Total module shipments from JinkoSolar were 2,481 MW in the fourth quarter, up 43.1% from a year ago. But revenue was up only 24% to $976.4 million (39.4 cents per watt), and gross margin fell 270 basis points to 11.6%. Net income was an anemic $3.5 million, with earnings per share from continuing operating coming in at $0.12.

The low margins were driven by rising raw material costs and increased outsourcing. Both should reverse course in 2018, which is why management expects margins to improve this year. But the low margin level was enough to send a jolt of concern to investors when results were released.

How to reverse declining profits

One of the big trends in 2017 was the market shift toward higher-efficiency cells and modules. Multi-crystalline solar cells, which have dominated in the last decade, are giving way to mono-crystalline cells and PERC (passive emitter rear contact) cell construction. JinkoSolar is investing in these advancements and is planning to roll out more high-efficiency production in 2018. CEO Kangping Chen provided this overview of the company's progress:

Improving technology will be important for JinkoSolar, and all other solar manufacturers, in the long term. But right now, the fact that it's not leading in efficiency means the company is competing in a commodity market and getting low margins as a result.

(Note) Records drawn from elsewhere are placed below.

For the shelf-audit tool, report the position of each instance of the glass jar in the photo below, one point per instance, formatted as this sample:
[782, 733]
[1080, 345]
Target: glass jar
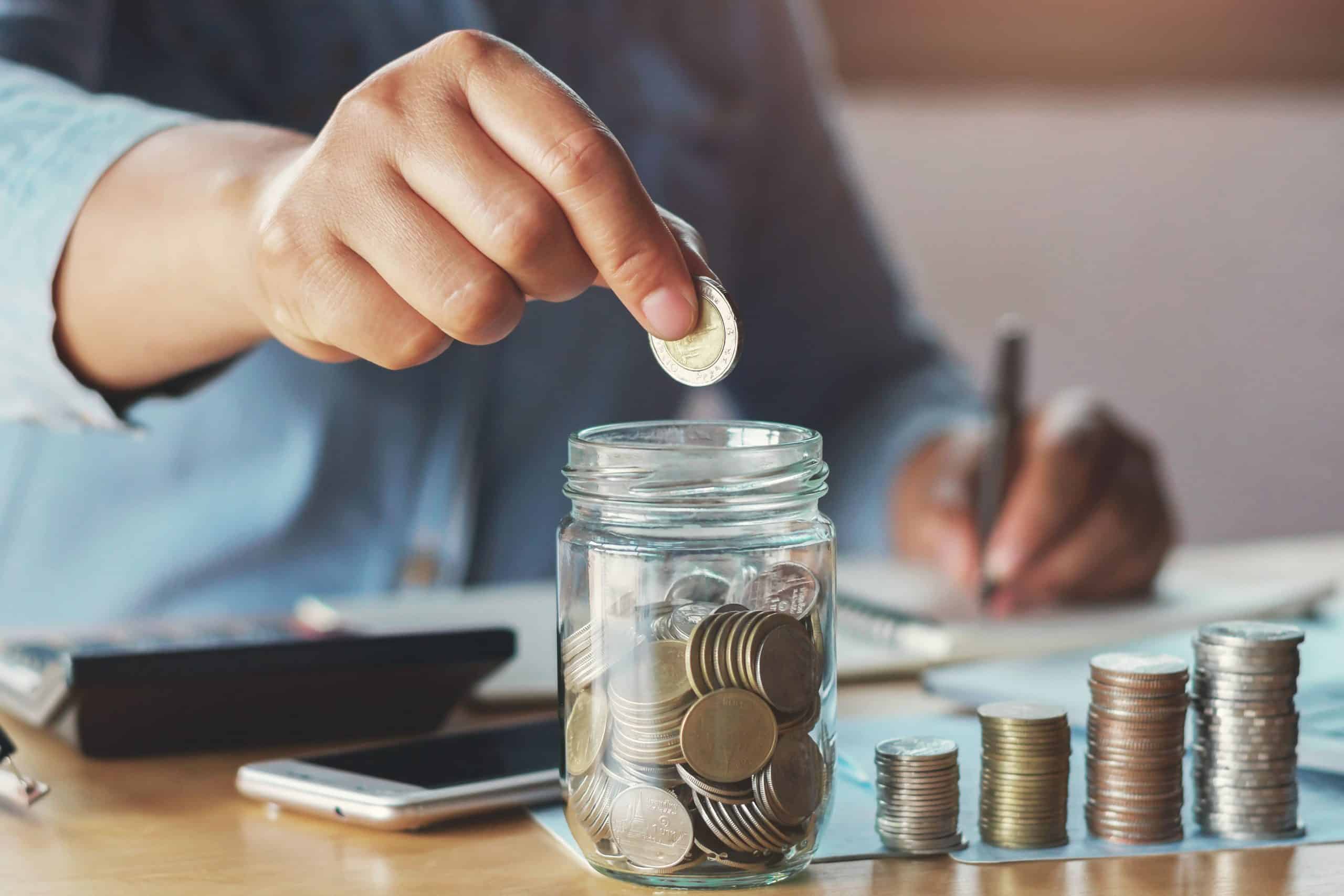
[695, 592]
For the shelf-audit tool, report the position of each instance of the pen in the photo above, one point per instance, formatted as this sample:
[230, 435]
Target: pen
[1002, 448]
[15, 787]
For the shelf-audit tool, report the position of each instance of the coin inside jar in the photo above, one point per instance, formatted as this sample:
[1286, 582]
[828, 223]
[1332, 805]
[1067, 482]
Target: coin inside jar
[785, 587]
[728, 735]
[651, 827]
[585, 733]
[709, 352]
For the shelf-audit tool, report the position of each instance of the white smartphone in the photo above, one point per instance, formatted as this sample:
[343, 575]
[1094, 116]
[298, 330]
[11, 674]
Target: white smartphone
[418, 782]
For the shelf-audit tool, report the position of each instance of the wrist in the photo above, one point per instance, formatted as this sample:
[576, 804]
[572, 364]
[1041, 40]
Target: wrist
[258, 162]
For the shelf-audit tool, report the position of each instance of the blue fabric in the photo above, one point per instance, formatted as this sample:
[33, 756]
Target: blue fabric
[284, 476]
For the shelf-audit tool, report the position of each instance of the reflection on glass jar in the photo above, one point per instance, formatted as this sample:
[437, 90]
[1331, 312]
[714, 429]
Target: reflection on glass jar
[697, 583]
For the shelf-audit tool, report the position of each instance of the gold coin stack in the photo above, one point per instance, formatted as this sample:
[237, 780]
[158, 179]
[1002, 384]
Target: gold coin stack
[1136, 742]
[1023, 775]
[918, 796]
[694, 746]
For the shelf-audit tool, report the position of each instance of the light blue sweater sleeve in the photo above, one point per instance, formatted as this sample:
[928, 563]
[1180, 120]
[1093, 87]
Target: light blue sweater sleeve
[56, 143]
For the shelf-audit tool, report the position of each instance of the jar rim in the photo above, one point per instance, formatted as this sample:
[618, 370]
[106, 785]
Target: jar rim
[728, 436]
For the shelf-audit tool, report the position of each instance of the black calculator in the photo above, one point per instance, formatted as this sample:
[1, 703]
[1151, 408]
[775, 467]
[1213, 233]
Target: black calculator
[187, 686]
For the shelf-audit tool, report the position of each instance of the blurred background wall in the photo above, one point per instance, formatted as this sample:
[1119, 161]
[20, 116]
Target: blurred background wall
[1159, 188]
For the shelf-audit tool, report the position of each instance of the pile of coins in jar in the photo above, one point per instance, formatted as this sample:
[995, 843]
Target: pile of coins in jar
[1136, 742]
[1245, 772]
[1023, 775]
[687, 735]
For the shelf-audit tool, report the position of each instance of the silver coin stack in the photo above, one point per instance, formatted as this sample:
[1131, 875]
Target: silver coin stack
[1245, 773]
[918, 796]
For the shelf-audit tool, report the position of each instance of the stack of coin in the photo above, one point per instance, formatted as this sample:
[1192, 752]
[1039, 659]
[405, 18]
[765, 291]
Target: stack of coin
[761, 650]
[1023, 775]
[683, 618]
[581, 657]
[1136, 742]
[1245, 772]
[649, 696]
[591, 803]
[918, 796]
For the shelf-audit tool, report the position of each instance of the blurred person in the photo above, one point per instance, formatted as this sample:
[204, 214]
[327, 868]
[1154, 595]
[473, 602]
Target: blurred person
[233, 262]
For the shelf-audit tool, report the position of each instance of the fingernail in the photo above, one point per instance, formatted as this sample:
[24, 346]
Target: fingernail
[1000, 563]
[668, 313]
[954, 556]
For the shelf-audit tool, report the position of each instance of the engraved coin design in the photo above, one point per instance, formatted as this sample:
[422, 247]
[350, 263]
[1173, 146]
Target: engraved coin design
[709, 352]
[1252, 635]
[785, 587]
[704, 345]
[654, 675]
[1138, 664]
[785, 671]
[1015, 711]
[793, 778]
[901, 747]
[651, 827]
[585, 731]
[728, 735]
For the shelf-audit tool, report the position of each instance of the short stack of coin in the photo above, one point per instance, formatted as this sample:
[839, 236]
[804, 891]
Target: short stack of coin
[1136, 742]
[918, 796]
[761, 650]
[1245, 772]
[581, 657]
[648, 696]
[1023, 775]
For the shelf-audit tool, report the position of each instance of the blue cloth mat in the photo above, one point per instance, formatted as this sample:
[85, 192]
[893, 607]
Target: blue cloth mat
[850, 832]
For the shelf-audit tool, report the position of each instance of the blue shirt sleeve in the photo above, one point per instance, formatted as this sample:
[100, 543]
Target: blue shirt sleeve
[835, 342]
[56, 143]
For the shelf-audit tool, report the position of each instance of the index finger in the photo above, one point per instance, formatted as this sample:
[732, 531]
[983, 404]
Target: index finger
[550, 133]
[1064, 473]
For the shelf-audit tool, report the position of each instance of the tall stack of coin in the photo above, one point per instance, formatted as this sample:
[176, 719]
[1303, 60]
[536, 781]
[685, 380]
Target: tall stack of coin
[687, 727]
[1136, 742]
[1023, 775]
[918, 796]
[1245, 772]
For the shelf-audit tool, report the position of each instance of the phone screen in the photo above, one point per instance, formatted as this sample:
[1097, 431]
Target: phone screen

Scale isn't a guaranteed winner in solar

JinkoSolar is one of the biggest solar manufacturers in the world, but it's barely making a profit even in a strong market. The lesson is that investors need to find companies with differentiation because scale isn't necessarily a value driver in the solar industry. Canadian Solar's differentiation is its project-development business, but even there we don't see a sustainable advantage, since margins are expected to fall in 2018.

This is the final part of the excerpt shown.